At Q4’s end, a total of 47 of the hedge funds tracked by Insider Monkey were bullish on this stock, a change of 27% from one quarter earlier. By comparison, 37 hedge funds held shares or bullish call options in GLIBA a year ago. So, let’s review which hedge funds were among the top holders of the stock and which hedge funds were making big moves.
More specifically, FPR Partners was the largest shareholder of GCI Liberty, Inc. (NASDAQ:GLIBA), with a stake worth $639.3 million reported as of the end of September. Trailing FPR Partners was Eagle Capital Management, which amassed a stake valued at $459.8 million. Southeastern Asset Management, Hudson Bay Capital Management, and Tiger Eye Capital were also very fond of the stock, becoming one of the largest hedge fund holders of the company. In terms of the portfolio weights assigned to each position Tiger Eye Capital allocated the biggest weight to GCI Liberty, Inc. (NASDAQ:GLIBA), around 25.97% of its 13F portfolio. Dumont Global is also relatively very bullish on the stock, setting aside 19.76 percent of its 13F equity portfolio to GLIBA.
As one would reasonably expect, key hedge funds were breaking ground themselves. Dumont Global, managed by Chris Yetter, established the largest position in GCI Liberty, Inc. (NASDAQ:GLIBA). Dumont Global had $23 million invested in the company at the end of the quarter. Noam Gottesman’s GLG Partners also made a $3.6 million investment in the stock during the quarter. The following funds were also among the new GLIBA investors: Ryan Tolkin (CIO)’s Schonfeld Strategic Advisors, Benjamin A. Smith’s Laurion Capital Management, and Dmitry Balyasny’s Balyasny Asset Management.
Let’s check out hedge fund activity in other stocks similar to GCI Liberty, Inc. (NASDAQ:GLIBA). These stocks are MongoDB, Inc. (NASDAQ:MDB), Charles River Laboratories International Inc. (NYSE:CRL), LPL Financial Holdings Inc (NASDAQ:LPLA), and Tapestry, Inc. (NYSE:TPR). All of these stocks’ market caps are closest to GLIBA’s market cap.
|Ticker||No of HFs with positions||Total Value of HF Positions (x1000)||Change in HF Position|
View table here if you experience formatting issues.

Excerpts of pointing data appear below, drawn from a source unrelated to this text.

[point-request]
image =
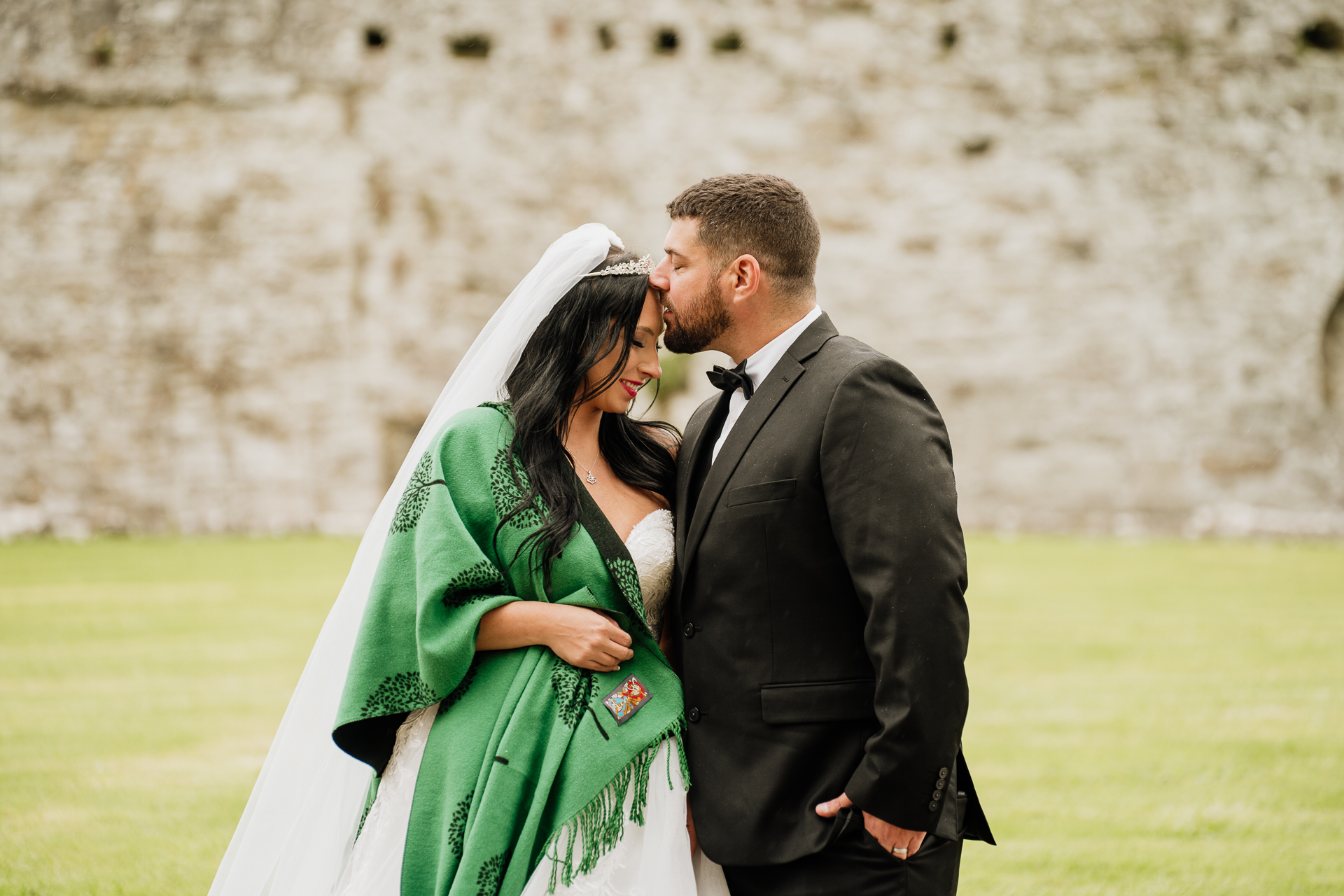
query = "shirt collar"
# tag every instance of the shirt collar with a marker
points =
(760, 365)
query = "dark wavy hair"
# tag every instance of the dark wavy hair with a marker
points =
(593, 318)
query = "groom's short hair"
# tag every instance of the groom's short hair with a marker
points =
(758, 216)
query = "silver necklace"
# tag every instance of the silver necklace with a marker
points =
(589, 477)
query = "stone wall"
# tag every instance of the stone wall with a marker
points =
(242, 244)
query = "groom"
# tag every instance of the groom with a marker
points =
(818, 614)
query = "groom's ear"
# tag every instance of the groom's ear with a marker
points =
(743, 277)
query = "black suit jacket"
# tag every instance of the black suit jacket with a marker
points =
(818, 609)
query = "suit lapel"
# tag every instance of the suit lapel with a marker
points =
(758, 410)
(686, 465)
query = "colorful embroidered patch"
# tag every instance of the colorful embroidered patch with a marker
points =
(626, 699)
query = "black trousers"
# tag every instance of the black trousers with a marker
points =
(855, 864)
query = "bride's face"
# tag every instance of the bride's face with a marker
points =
(640, 367)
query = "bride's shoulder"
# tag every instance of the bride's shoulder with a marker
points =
(667, 435)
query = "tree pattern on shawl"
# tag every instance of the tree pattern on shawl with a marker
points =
(402, 692)
(491, 876)
(574, 691)
(416, 496)
(457, 827)
(460, 691)
(626, 577)
(475, 583)
(510, 493)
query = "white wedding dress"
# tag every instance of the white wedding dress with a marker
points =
(650, 860)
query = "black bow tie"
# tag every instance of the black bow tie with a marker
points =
(732, 379)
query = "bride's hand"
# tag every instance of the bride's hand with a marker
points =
(588, 638)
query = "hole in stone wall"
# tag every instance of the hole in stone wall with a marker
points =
(1324, 35)
(666, 42)
(102, 49)
(977, 146)
(727, 42)
(1332, 355)
(470, 46)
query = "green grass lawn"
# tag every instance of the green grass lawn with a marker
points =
(1158, 718)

As you can see these stocks had an average of 36.25 hedge funds with bullish positions and the average amount invested in these stocks was $948 million. That figure was $2305 million in GLIBA’s case. LPL Financial Holdings Inc (NASDAQ:LPLA) is the most popular stock in this table. On the other hand MongoDB, Inc. (NASDAQ:MDB) is the least popular one with only 32 bullish hedge fund positions. Compared to these stocks GCI Liberty, Inc. (NASDAQ:GLIBA) is more popular among hedge funds. Our calculations showed that top 20 most popular stocks among hedge funds returned 41.3% in 2019 and outperformed the S&P 500 ETF (SPY) by 10.1 percentage points. These stocks lost 12.9% in 2020 through March 9th but still managed to beat the market by 1.9 percentage points. Hedge funds were also right about betting on GLIBA as the stock returned -11.2% so far in Q1 (through March 9th) and outperformed the market by an even larger margin. Hedge funds were clearly right about piling into this stock relative to other stocks with similar market capitalizations.